At 14 cents a night, the price was right.

I was traveling overland by bus through Afghanistan along the now-closed Hippie Highway from Europe to India. As a journalist on a 12-month unpaid leave in 1972, my budget was tight. I stayed in cheap hotels. In a year's travels, this one, in Kabul, was the cheapest.

At that kind of place -- I've long forgotten its name since I doubted I would ever return, or even recommend it to friends -- what you lose in amenities you make up in atmosphere.

My companions for a few days were two British students I met at the border when they saved me from a con job -- one they had fallen for. They grabbed my arms and pulled me our little van bus while the con men clutched at my legs to keep me from leaving.

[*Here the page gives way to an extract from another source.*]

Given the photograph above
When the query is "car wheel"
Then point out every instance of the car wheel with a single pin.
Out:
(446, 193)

We arrived in Kabul at dusk after a long ride through the summer desert from Kandahal, at times perched on top of the bus with the spare tire, luggage and an overflow crowd of Afghani villagers. We could dream of air-conditioned rooms, a long shower and cool drinks. But not for 14 cents.

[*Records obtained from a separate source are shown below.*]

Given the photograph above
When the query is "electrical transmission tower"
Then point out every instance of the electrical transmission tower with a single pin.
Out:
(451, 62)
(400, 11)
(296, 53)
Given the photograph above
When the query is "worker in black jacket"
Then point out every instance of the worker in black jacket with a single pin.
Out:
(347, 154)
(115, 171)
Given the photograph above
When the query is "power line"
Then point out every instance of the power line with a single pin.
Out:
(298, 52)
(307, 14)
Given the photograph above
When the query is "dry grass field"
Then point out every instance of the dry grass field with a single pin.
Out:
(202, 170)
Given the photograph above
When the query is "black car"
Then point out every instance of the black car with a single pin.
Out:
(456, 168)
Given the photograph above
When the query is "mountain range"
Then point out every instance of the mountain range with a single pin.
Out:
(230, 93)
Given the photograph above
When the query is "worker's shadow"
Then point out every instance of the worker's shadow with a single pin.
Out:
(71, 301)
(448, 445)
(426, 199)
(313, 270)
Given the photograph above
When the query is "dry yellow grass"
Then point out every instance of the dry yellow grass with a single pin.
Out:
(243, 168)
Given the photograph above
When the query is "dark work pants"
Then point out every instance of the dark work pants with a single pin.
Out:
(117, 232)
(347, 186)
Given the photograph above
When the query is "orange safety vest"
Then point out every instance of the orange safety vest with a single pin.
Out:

An old man whose job was to watch for Western travelers met our bus and persuaded us to follow him a couple of blocks through Kabul's dusty streets to the hotel. It was a small, one-story structure surrounding a courtyard onto which the dozen or so rooms opened. Entrance to the hotel was through the courtyard gate.

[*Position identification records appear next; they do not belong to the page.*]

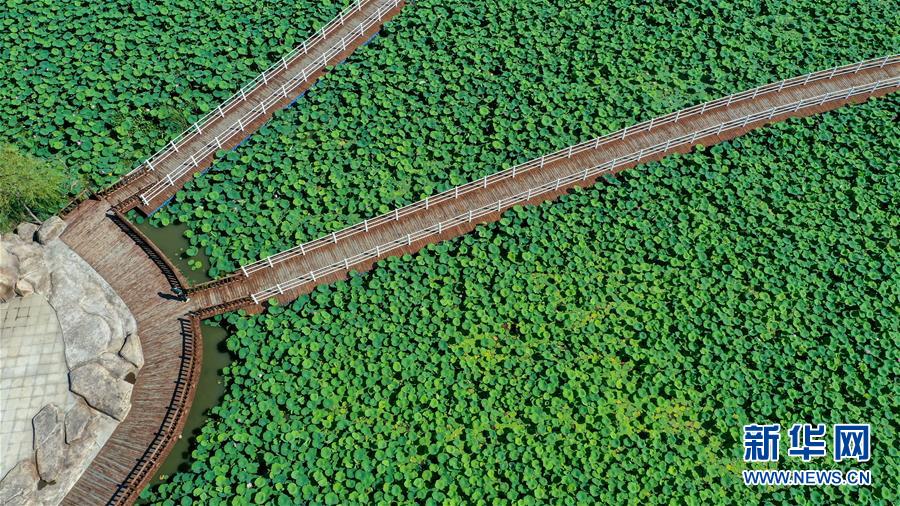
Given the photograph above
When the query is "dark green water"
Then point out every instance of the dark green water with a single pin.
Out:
(172, 242)
(209, 393)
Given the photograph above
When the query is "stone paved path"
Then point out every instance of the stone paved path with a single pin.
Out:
(33, 372)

The owner, who spoke just enough English, and his two teen-aged sons welcomed us effusively but apologetically. They were full up. Pakistanis on a holiday had escaped the heat of their country for the relative coolness of Kabul's altitude.

But he could set up three cots in the courtyard, and, besides, one of the communal bathrooms did have a Western toilet and a cold-water shower. We accepted.

For three nights we slept under Kabul's stars on wood-frame cots strung with rope netting. The gates locked at night kept us, we felt, reasonably secure.

One amenity we did get was room service. The owner set up a small table under a tree near the cots. For breakfast, he brought us a boiled egg, rice, bread and tea. For dinner, the same.

One evening the Pakistanis, many of whom had stopped at our cots to talk -- and, I think, gape -- built a campfire in the courtyard, singing and telling stories into the night. You don't get that in a Best Western.